Website rank trackers like Alexa Rank and Google PageRank attempt to use certain metrics to provide a picture about your website (including blogs). This information is fed to Alexa and the Google PageRank algorithms in different ways; here’s where we spot the first sign that they might not be infallible methods of ‘measuring’ a website.
Alexa Rank requires the Alexa toolbar to be installed in order for traffic to any particular website or blog to be counted and therefore measured up as part of the Alexa Rank. Alexa Rank is calculated from millions of websites worldwide, where the smaller your Alexa Rank number the (supposedly) better.
Website ranking with Google PageRank was on a score of 0-10, where higher was better. Google PageRank measured the number of backlinks pointing towards a website and attempted to measure its popularity in that way. The quality and contextual relevance of the backlinks was also taken into account.
The ‘page’ part of Google PageRank is nothing to do with measuring web ‘pages’, it was named after Larry Page, one of the founders of Google.
“For years and years, Google has stripped away PageRank from their Toolbars and browsers and hasn’t updated the PageRank score in it in years.”
So there you have it; if you were in any way concerned about your Google PageRank you can officially stop worrying.

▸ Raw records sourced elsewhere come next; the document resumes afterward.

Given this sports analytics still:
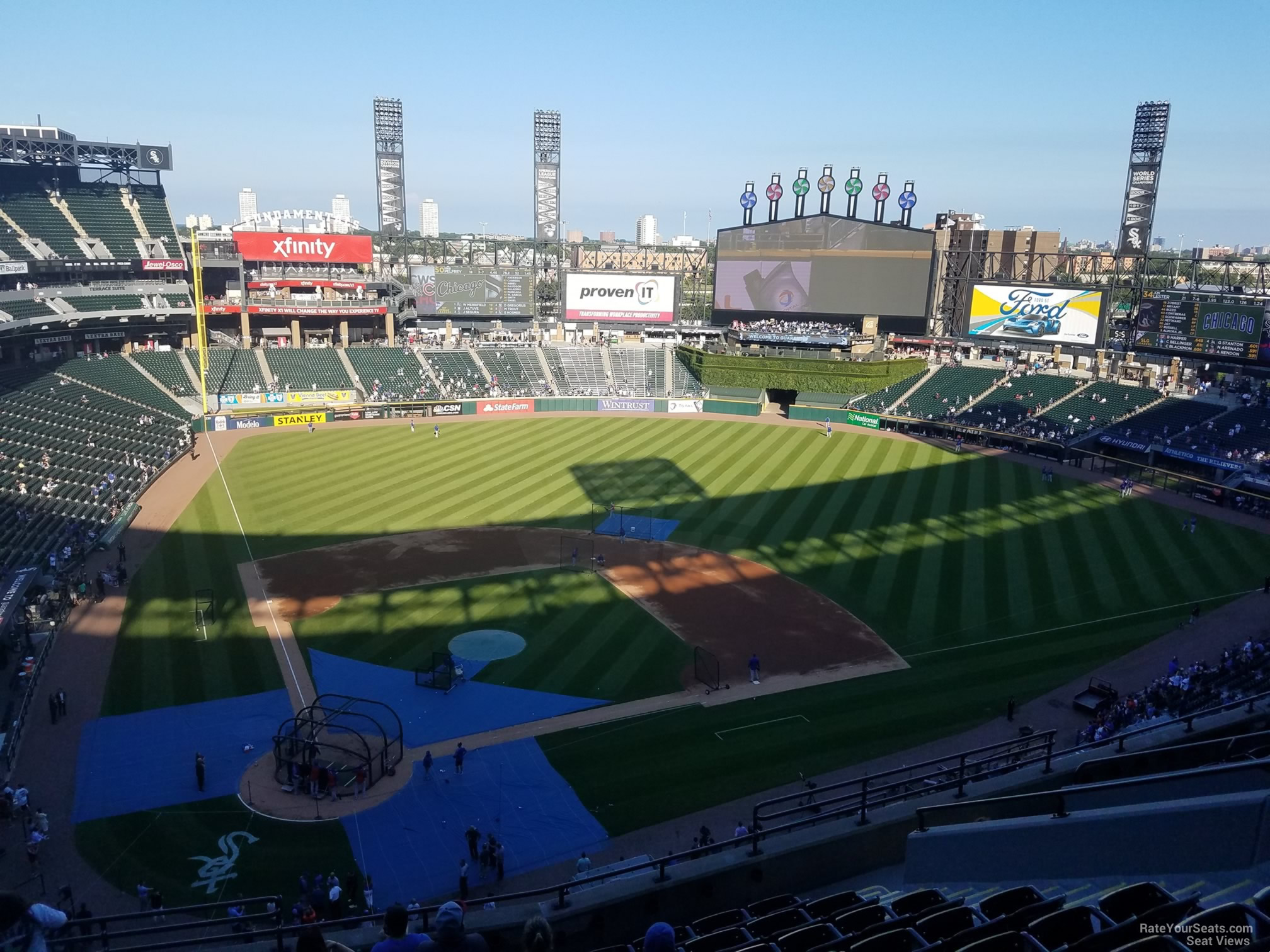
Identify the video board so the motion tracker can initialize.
[1133,297,1270,366]
[714,215,935,319]
[410,264,534,317]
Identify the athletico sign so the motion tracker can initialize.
[564,271,677,324]
[234,231,371,264]
[476,400,534,416]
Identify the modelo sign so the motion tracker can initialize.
[969,285,1104,346]
[234,231,371,264]
[564,271,678,324]
[478,400,534,416]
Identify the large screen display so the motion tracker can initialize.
[1133,297,1270,365]
[714,215,935,317]
[564,271,677,324]
[410,264,534,317]
[968,285,1104,346]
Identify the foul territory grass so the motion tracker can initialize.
[108,416,1270,831]
[75,797,357,915]
[292,571,692,701]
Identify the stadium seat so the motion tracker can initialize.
[1099,882,1175,923]
[1026,906,1115,952]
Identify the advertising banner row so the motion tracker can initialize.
[220,390,353,406]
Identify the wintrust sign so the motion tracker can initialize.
[234,231,372,264]
[476,400,534,416]
[564,271,677,324]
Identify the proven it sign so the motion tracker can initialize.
[478,400,534,416]
[234,231,371,264]
[564,271,678,324]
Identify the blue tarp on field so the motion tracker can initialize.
[309,649,609,756]
[341,739,607,907]
[72,688,294,822]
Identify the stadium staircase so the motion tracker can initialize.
[334,346,366,400]
[534,346,560,396]
[467,346,494,383]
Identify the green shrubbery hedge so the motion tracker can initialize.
[680,346,926,394]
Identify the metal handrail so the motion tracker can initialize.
[917,761,1270,832]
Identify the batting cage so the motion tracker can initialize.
[273,694,405,797]
[692,647,731,694]
[414,651,464,694]
[560,536,596,572]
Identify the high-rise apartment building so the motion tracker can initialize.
[635,215,656,245]
[419,198,441,237]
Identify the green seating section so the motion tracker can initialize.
[851,371,926,414]
[204,346,265,394]
[62,295,145,311]
[476,346,550,396]
[0,300,57,321]
[895,367,1006,420]
[132,350,198,396]
[0,368,183,569]
[423,350,489,400]
[264,348,353,390]
[0,183,84,258]
[1038,381,1160,437]
[61,185,141,259]
[344,346,437,400]
[958,373,1085,429]
[57,354,189,422]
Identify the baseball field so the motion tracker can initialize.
[77,416,1266,904]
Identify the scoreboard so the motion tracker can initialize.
[1133,297,1270,363]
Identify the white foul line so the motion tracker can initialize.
[900,589,1261,661]
[715,715,810,740]
[203,433,306,705]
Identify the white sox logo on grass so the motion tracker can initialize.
[189,830,260,895]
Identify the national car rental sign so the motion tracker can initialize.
[234,231,372,264]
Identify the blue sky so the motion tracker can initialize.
[0,0,1270,245]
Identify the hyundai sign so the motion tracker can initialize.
[564,271,678,324]
[966,285,1105,346]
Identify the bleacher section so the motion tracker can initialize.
[132,350,194,396]
[609,346,665,397]
[542,346,607,396]
[0,183,84,258]
[851,370,926,414]
[61,295,145,311]
[476,346,550,396]
[670,353,705,397]
[129,185,181,250]
[423,350,489,400]
[895,367,1005,420]
[1036,381,1160,437]
[344,346,437,400]
[57,354,189,422]
[61,185,141,259]
[0,300,57,321]
[958,373,1085,430]
[264,348,353,390]
[0,368,184,567]
[203,346,264,394]
[1107,397,1227,443]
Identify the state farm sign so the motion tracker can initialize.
[234,231,371,264]
[476,400,534,416]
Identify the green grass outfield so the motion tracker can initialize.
[105,416,1270,832]
[292,571,692,702]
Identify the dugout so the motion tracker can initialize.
[273,694,405,793]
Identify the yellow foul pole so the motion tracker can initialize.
[189,230,207,417]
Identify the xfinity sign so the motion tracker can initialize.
[564,271,678,324]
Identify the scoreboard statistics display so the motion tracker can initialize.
[1133,297,1270,365]
[410,264,534,317]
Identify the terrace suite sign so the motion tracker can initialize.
[234,231,372,264]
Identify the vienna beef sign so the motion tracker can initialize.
[234,231,372,264]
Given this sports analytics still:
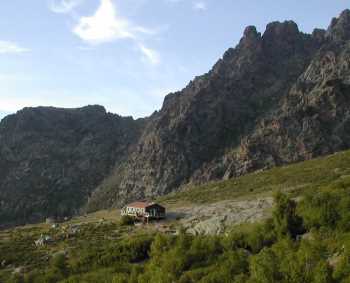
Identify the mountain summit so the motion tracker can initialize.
[0,10,350,226]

But Alexa Rank Is Important, Right?
Important is a subjective term. What makes your website or blog ‘important’? What would be the best way to analyse and measure your website or blog?
As I mentioned already above, Alexa Rank relies on data (specifically traffic), measured through an installed Alexa toolbar, to reach its conclusion. Alexa is an Amazon.com company and as such the stats are already hugely biased in favour of those in the United States.
How Alexa Rank Is Determined
Here’s what Alexa have to say about their toolbar and ranking:
Simply by using the Alexa toolbar, every member contributes valuable information about the web, how it’s used, what’s important and what isn’t. Alexa returns this information to the community as Traffic Ranks, Related Links, and more.”
It’s clear to see from this short description that Alexa Rank is only relevant to those with the Alexa toolbar installed.
In Alexa’s Own Words
This is borne out in this Alexa support article (emphasis my own):
“Alexa’s Traffic Ranks are based on the traffic data provided by users in Alexa’s global data panel over a rolling 3 month period. Traffic Ranks are updated daily. A site’s ranking is based on a combined measure of Unique Visitors and Pageviews. Unique Visitors are determined by the number of unique Alexa users who visit a site on a given day. Pageviews are the total number of Alexa user URL requests for a site.”
“We do not receive enough data from our sources to make rankings beyond 100,000 statistically meaningful.”
Alexa Rank can also be artificially inflated, leading to me giving it even less consideration when determining the value of my blog to visitors/advertisers. Why worry about the value of your website based on information from a ranking tool which not only just counts data from their own toolbar but can provide enhanced scores to those able to simply pay for it?
As you might be able to tell, I don’t have much time for website rank trackers like Alexa Rank and Google PageRank. Hopefully, armed with the information above, you’ll be able to form your own conclusions about the amount of care you assign to them yourself, whether you should work to rise through the Alexa ranks or be pressured from any external sources based on your scores.
Personally, I feel that a regular & quality content publishing schedule, assisted by engaging social media support and a basic knowledge of SEO will do your sex blog more favours than fretting over various ranking algorithms.